Landgericht Bückeburg
Urt. v. 23.01.2004, Az.: 2 O 53/03

Schmerzensgeldbemessung hinsichtlich der Folgen eines Verkehrsunfalls; Anspruch auf eine monatliche Rente aufgrund mehrmonatiger ärztlicher Heilbehandlung, einer Beinverkürzung und Zehverformung, einer deutlichen Bewegungseinschränkung, Haut- und Muskelveränderungen und erheblicher Nervenschädigung

Bibliographie

Gericht
LG Bückeburg
Datum
23.01.2004
Aktenzeichen
2 O 53/03
Entscheidungsform
Urteil
Referenz
WKRS 2004, 38620
Entscheidungsname
[keine Angabe]
ECLI
ECLI:DE:LGBUECK:2004:0123.2O53.03.0A

Verfahrensgang

nachfolgend
OLG Celle - 10.02.2005 - AZ: 5 U 26/04

Fundstelle

  • DAR 2004, 274-275 (Volltext mit amtl. LS)

Verfahrensgegenstand

Schadensersatz

In dem Rechtsstreit
...
hat die 2. Zivilkammer des Landgerichts Bückeburg
auf die mündliche Verhandlung vom 08.12.2003
durch
die Richterin am Landgericht ... als Einzelrichterin
für Recht erkannt:

Tenor:

Die Beklagten werden verurteilt, als Gesamtschuldner an den Kläger als weiteres Schmerzensgeld 34.500,- EUR nebst Zinsen in Höhe von 5 Prozentpunkten über dem jeweiligen Basiszinssatz seit dem 17.05.2003 zu zahlen.
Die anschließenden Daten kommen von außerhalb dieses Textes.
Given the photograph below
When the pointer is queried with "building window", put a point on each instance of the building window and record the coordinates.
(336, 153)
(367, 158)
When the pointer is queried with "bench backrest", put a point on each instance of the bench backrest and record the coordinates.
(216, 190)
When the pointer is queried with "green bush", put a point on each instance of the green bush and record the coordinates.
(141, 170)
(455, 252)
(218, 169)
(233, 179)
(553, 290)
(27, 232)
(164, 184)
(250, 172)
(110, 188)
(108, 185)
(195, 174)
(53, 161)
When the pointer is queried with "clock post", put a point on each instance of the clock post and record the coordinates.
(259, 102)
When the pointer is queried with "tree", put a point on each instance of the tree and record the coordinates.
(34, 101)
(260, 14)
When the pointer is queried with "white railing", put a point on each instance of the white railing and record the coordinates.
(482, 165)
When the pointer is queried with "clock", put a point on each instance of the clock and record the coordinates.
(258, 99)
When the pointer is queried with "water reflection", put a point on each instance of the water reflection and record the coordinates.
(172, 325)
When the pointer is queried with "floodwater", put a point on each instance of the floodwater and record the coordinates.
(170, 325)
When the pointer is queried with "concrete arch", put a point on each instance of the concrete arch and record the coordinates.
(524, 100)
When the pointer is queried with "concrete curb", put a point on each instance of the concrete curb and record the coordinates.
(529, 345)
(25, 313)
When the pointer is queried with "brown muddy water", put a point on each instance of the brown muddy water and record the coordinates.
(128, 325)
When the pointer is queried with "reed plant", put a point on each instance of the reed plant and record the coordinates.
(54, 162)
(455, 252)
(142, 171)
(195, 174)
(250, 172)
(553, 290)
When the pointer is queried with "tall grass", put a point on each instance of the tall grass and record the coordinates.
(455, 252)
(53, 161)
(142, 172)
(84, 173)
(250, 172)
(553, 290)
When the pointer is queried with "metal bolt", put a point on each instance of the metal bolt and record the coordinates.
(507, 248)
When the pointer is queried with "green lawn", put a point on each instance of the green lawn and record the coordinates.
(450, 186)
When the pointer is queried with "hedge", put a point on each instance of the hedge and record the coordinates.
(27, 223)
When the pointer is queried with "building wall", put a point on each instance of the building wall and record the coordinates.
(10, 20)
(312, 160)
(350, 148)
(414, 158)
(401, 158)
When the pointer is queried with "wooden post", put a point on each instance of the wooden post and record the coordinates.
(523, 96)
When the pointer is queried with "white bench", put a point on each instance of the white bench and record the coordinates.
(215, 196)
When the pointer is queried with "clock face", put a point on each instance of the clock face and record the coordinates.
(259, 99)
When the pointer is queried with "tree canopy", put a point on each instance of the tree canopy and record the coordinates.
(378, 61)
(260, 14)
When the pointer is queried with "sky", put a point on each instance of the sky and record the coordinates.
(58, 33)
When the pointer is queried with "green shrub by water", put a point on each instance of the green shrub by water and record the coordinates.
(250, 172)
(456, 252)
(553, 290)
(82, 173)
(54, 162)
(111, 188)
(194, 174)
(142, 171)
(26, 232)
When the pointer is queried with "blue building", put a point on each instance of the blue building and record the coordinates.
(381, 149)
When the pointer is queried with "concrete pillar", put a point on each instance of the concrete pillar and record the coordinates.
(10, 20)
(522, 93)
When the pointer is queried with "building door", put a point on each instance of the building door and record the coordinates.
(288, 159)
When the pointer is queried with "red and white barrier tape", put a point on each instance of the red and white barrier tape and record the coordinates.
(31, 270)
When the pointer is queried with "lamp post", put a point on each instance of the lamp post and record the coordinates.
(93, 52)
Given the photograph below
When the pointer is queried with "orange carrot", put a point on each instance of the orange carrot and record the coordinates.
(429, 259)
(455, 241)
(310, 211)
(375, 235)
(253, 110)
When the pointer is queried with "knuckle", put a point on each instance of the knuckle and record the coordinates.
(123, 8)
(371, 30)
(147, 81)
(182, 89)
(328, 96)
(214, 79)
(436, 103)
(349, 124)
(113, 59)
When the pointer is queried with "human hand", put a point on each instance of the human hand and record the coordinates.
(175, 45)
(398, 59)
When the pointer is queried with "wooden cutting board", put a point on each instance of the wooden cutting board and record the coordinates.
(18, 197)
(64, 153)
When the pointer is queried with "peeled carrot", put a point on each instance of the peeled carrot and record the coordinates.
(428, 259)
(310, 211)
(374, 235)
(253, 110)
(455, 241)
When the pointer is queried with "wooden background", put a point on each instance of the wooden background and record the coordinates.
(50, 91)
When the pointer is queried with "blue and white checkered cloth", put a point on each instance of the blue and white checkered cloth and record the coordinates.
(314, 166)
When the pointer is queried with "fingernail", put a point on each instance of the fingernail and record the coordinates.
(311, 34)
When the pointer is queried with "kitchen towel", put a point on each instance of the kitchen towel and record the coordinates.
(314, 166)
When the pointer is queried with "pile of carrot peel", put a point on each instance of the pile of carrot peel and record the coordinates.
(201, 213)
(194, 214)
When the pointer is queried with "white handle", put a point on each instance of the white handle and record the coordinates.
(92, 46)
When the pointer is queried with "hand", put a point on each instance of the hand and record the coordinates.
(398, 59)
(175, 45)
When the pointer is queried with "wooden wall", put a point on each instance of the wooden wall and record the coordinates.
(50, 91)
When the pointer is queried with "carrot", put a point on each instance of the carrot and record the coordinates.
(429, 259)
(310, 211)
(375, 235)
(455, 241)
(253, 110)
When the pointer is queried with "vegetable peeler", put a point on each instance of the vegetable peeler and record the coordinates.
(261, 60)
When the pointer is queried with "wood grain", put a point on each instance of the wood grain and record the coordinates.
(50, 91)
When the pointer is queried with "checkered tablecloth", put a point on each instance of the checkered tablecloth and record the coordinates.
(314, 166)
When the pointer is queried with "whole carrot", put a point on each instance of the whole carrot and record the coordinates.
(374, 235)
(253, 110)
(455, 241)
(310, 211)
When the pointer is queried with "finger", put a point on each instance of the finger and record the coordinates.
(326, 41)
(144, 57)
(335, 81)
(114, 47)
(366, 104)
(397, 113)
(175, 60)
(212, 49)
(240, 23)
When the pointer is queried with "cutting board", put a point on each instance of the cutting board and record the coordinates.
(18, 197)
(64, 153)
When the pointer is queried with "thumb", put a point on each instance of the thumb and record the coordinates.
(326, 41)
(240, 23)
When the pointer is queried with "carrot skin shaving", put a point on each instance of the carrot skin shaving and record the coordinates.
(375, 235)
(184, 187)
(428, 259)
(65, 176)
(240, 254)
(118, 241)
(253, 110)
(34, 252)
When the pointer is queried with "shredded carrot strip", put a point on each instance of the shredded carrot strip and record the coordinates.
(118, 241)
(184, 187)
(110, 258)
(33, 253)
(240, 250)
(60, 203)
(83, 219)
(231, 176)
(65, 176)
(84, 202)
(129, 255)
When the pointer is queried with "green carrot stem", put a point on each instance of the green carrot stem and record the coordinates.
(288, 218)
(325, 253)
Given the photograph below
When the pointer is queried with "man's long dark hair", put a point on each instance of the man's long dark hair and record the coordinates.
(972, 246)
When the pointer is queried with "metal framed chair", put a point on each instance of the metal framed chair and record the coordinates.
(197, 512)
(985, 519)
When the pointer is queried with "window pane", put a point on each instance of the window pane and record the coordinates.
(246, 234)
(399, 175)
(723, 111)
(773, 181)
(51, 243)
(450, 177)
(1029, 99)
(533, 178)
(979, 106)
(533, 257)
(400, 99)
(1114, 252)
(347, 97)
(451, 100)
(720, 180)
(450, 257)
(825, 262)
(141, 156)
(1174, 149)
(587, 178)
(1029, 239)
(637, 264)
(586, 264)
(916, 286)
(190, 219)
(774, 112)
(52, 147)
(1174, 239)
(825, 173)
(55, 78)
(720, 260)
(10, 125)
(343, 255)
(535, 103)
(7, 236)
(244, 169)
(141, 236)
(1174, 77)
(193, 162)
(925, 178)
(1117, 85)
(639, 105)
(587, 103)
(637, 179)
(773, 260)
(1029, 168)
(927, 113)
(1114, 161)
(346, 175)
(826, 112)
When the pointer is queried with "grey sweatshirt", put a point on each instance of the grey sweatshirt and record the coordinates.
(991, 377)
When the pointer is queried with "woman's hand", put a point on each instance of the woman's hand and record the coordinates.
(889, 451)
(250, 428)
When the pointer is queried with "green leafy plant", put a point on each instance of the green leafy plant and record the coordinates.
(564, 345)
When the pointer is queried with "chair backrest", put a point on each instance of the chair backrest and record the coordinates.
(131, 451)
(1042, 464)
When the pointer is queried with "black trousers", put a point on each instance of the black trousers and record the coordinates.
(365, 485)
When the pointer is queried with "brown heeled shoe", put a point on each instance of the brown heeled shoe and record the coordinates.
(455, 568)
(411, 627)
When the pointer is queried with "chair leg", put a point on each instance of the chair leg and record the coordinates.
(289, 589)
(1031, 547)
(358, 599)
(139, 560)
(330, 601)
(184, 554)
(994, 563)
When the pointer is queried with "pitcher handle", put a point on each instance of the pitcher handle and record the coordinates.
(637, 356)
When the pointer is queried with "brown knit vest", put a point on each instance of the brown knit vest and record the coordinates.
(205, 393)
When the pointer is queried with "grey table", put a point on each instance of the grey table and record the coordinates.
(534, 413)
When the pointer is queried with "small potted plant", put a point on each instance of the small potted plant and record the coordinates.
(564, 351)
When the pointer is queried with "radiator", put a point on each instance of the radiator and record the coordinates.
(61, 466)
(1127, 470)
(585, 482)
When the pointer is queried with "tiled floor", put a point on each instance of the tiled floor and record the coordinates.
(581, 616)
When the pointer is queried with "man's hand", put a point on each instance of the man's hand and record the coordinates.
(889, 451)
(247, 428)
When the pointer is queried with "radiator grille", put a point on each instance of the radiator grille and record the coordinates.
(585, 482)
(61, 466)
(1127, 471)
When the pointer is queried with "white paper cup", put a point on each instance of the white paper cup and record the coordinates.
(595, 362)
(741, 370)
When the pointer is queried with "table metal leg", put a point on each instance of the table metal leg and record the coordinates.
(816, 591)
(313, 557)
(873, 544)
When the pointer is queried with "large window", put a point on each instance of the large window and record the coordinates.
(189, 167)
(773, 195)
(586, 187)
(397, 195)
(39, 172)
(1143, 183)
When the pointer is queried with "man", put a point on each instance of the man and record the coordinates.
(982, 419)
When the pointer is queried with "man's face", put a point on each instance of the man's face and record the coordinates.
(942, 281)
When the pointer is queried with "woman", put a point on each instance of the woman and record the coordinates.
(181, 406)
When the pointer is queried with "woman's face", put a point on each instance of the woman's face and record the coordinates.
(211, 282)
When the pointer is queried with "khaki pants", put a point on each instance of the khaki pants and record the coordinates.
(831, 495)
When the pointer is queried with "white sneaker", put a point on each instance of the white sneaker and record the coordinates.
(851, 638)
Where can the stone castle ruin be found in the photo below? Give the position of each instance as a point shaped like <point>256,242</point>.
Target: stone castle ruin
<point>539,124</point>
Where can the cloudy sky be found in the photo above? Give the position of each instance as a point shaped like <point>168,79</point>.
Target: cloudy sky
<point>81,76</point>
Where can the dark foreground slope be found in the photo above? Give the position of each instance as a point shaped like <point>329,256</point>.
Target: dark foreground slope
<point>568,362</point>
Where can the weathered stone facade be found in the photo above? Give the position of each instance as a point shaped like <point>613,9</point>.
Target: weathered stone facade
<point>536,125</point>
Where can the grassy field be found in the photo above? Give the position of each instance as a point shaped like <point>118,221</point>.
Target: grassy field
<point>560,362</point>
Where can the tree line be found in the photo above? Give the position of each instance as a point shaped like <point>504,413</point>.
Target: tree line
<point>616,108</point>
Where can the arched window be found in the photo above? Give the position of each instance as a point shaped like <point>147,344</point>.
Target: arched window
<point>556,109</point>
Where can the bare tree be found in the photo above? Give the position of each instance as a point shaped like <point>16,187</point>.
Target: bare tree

Die Beklagten werden weiter verurteilt, als Gesamtschuldner an den Kläger eine monatliche Rente in Höhe von 50,- EUR, beginnend ab dem 01.01.2003, zu zahlen.

Im Übrigen wird die Klage abgewiesen.

Von den Kosten des Rechtsstreits tragen der Kläger 43 % und die Beklagten als Gesamtschuldner 57 %.

Das Urteil ist für beide Parteien gegen Sicherheitsleistung in Höhe von 120 % des jeweils zu vollstreckenden Betrages vorläufig vollstreckbar.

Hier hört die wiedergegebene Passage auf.